Oct 15, 2005 19:00
So, there is this guy at work (Jay) that I think totally digs me. He had invited me to his place for a BBQ last Saturday, I was unable to go since Kevin and I got hockey tickets. He invited me to another (he has one every Saturday). Today he was scheduled off work so he sends this guy over, whom I have never meet, and he hands me a map to Jay's house for another BBQ. I thought it was kinda cute! I imagined Jay calling the unknown guy and convincing the guy to walk over to the girl that sits across him and give her a map to his place. It made me feel a little special that he went out of his way to make sure that I attended.
Now, here is where I get all confused and unsure of myself. I am dating Kevin and I really care and love him. I am not sure were this relationship is going though. I fear at times that I am possibly wasting my time with a man that wont be in my future. I hate to waste precious time and pass up on a possible cutie like Jay (or others). I have been dating Kevin again (remember this is our second go around) for almost 6 months. It has gotten more and more serious feeling over the last three months. We have yet to say I love you to each other. I would think that those words would have come from Kevin's mouth by now. I wont say them because he broke up with me and I feel that he should say them first. I would think that by now Kevin would know if he wants to stay and love the girl that he was with for 3 years (6 month break included).

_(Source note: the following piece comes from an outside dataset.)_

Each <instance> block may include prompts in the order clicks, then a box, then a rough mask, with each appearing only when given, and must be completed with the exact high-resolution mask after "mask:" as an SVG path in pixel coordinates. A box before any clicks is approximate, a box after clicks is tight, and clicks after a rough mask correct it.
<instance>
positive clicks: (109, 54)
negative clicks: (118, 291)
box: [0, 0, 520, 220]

I felt horribly bad about something that I sad to Jay also. He asked if I went to the hockey game last saturday with someone "special" (I think he was probing for a boyfriend). I responded by saying "yeah I went with my dad and brother". I told the truth but left out the "special" person...Kevin. I did not mention Kevin to Jay... Why did I do that? Do I feel the need to leave the Jay option open? I don't even know if Jay is interested in me in that way or just thinks that I am a cool person and would like to know me outside of work.
I have conversations with myself practicing what I want to say to Kevin. I want to bring up the topic of us and what we really are. I am not willing to sit around for the next two years and find that I am not good enough for him.
I am a person with needs and feelings and I really need to know the truth. Deep down though I don't want to know the truth because the truth might leave me lonely and afraid again.